Federal employees in downtown Washington, D.C., expressed a similar sentiment.
Chris Royster, an Environmental Protection Agency employee, said he was “shocked,” “saddened” and “disappointed” by Trump’s election. He added, however, it would be “foolish” to leave government service because of a new president. After “years invested in government,” he said, he did not want to jeopardize his career over one election.
A Smithsonian Institution employee who has worked in government for seven years said he was “shocked” by the results and “scared for what this means for our country.” Still, he said, he said he was “not there yet” as far as refusing to work in a Trump administration, but didn’t rule it out.
“I don’t know what’s going to become a target now, and that’s a scary prospect,” he said.
A Customs and Border Protection employee who has served in government for 28 years said Trump’s election “sucked,” but ultimately it “doesn’t affect [her job] that directly.”
Bill Dougan, president of the National Federation of Federal Employees, said his union was “disappointed” in the results, and with Republicans holding both chambers of Congress he expects “a lot of legislation and initiatives involving the workforce.” He added Trump’s government reform proposals “can be very problematic.”
“It’s going to be a challenge in many respects,” Dougan warned. He noted there could be a silver lining, as Trump has pledged to boost funding at the departments of Defense and Veterans Affairs.

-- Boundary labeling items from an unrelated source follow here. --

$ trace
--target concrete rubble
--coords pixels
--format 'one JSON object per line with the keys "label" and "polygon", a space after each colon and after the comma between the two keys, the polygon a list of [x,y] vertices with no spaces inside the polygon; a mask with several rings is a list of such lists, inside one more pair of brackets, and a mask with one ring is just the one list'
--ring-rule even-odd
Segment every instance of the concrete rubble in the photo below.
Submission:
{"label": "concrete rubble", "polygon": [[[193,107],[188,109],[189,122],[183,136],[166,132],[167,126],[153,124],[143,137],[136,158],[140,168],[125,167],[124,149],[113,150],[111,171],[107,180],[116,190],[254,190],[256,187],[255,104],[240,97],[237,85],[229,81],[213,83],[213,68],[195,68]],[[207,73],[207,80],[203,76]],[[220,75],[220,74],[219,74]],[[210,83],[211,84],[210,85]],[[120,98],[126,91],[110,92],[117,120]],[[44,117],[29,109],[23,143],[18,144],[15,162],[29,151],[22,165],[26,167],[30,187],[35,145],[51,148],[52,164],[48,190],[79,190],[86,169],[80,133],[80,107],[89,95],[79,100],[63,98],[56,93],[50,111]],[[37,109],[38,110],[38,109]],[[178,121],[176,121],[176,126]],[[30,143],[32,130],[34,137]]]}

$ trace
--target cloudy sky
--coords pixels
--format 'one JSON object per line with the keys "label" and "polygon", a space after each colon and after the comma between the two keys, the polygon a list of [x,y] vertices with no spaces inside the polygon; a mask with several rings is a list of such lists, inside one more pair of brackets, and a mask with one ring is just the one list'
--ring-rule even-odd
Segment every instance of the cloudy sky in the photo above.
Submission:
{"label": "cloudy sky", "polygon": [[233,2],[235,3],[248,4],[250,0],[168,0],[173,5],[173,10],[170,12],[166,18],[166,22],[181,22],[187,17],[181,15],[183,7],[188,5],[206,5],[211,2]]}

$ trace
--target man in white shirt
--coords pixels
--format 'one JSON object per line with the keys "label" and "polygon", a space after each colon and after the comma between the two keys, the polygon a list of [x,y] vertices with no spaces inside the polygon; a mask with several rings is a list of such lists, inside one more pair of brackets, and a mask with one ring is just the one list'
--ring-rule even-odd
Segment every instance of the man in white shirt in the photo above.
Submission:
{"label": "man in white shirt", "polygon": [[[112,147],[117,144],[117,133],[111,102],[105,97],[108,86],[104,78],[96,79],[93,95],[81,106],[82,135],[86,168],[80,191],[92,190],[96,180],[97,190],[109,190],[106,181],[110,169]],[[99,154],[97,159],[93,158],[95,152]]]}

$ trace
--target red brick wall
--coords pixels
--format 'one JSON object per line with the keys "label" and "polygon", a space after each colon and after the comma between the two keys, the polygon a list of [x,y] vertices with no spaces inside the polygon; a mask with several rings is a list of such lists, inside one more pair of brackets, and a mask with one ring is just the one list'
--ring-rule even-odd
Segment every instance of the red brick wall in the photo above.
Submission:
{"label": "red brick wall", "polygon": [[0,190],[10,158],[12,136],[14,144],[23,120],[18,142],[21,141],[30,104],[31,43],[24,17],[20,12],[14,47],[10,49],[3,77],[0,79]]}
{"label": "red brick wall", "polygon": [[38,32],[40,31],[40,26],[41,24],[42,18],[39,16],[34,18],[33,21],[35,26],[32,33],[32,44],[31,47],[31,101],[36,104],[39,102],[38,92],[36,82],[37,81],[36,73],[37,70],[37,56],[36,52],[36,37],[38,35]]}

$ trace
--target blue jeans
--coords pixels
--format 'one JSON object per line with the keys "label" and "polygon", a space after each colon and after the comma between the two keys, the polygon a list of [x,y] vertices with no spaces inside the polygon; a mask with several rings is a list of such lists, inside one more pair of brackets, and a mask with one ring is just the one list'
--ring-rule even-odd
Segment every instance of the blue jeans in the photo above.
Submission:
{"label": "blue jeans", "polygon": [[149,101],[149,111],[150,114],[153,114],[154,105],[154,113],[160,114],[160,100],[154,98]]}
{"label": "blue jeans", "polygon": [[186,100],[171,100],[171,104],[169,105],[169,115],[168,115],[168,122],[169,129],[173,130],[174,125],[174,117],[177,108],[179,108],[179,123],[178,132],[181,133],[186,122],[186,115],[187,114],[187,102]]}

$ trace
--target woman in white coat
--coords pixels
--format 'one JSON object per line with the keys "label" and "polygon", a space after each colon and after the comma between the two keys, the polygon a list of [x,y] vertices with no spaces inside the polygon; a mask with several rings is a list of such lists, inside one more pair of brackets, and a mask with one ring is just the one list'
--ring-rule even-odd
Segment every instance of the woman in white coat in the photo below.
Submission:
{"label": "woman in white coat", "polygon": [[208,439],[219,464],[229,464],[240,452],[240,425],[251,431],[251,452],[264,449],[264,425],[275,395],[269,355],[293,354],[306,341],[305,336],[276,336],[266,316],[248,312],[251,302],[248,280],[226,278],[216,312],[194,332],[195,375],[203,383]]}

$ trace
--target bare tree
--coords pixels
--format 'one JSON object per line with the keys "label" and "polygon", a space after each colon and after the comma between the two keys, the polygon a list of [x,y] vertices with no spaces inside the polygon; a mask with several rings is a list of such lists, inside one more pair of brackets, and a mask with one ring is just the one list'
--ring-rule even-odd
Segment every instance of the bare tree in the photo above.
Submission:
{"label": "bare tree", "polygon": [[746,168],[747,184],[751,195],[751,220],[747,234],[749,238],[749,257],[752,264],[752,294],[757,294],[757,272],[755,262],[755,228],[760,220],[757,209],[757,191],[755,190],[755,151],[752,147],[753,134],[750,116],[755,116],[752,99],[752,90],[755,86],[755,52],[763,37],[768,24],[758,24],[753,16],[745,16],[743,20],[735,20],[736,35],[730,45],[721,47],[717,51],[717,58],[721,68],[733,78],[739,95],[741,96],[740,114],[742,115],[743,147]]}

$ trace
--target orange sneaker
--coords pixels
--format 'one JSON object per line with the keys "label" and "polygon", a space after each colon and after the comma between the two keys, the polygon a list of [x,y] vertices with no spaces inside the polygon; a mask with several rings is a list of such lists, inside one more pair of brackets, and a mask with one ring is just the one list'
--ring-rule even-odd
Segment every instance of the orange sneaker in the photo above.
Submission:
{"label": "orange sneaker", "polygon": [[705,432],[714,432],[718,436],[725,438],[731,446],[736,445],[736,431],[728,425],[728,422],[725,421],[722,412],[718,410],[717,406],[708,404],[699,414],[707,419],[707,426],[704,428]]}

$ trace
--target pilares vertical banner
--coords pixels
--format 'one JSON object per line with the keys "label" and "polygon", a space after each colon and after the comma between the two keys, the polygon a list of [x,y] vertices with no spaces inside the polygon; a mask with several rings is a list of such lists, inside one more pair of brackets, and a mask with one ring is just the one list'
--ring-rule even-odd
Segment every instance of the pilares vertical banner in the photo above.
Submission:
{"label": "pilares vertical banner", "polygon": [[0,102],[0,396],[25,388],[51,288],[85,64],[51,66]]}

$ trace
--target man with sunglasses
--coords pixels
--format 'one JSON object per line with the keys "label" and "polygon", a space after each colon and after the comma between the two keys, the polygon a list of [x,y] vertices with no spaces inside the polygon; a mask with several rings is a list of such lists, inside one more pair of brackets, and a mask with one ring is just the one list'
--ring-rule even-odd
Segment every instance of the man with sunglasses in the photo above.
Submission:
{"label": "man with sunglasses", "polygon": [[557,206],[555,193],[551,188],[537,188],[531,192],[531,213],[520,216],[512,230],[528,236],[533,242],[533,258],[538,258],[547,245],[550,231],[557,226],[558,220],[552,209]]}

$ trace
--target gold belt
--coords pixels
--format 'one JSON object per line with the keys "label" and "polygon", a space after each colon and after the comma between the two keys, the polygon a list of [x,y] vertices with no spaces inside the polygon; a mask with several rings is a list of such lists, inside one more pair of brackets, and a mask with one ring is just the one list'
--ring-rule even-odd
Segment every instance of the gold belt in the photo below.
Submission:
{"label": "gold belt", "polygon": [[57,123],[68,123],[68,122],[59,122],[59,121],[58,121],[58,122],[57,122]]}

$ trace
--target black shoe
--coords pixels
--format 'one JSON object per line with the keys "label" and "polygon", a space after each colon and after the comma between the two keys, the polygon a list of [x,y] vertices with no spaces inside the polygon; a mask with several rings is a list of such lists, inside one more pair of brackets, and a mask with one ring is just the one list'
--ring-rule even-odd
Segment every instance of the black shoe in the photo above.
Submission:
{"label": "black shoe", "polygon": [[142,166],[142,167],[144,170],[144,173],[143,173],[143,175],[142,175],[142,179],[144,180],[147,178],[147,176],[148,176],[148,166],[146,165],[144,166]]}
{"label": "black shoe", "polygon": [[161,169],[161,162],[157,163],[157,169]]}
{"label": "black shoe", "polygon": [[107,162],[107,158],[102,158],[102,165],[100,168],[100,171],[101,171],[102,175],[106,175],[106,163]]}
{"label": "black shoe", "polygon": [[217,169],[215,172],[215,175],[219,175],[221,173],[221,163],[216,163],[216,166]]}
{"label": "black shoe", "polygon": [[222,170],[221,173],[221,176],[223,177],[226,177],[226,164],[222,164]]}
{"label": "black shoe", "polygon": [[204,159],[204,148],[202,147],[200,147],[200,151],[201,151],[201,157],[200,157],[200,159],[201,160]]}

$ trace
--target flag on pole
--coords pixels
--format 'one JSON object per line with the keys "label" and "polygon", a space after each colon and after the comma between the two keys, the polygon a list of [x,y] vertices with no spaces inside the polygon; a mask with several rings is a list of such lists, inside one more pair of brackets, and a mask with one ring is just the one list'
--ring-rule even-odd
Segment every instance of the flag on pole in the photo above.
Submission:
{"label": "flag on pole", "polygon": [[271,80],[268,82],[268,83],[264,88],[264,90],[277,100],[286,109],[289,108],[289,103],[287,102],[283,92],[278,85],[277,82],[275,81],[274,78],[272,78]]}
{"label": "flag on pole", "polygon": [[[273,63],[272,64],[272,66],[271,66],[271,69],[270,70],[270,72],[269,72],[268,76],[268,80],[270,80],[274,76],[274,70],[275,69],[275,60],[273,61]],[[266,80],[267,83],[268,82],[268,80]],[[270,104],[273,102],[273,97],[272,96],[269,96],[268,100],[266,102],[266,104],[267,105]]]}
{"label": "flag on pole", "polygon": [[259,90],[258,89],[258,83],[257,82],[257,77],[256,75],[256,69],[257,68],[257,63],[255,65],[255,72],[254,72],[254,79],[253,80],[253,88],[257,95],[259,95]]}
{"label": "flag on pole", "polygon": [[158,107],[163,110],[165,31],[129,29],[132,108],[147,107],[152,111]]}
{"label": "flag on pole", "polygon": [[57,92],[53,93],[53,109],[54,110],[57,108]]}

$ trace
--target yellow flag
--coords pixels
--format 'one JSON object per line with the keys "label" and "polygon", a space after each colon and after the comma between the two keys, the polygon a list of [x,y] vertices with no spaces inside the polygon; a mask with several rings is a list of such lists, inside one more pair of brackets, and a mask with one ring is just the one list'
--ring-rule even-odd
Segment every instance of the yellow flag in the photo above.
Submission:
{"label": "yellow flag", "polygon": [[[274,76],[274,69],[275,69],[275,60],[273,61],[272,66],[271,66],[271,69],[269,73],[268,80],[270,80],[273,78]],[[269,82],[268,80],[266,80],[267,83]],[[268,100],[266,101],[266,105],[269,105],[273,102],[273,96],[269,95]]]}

Dougan said NFFE will get to know and work with the “new cast of characters” elected to Congress and convince critics who want to cut government that it “is not good business.”
Bill Valdez, president of the Senior Executives Association, said his organization would be on “high alert” as Trump enters office, and will attempt to inform the new administration of the necessity of a strong civil service.
Dougan expected turbulence ahead, but was not discouraged about the future.
“It’s going to make our job a little bit tougher, but we’re just going to have to roll up our sleeves and get busy and continue to do the jobs we’ve been doing,” he said.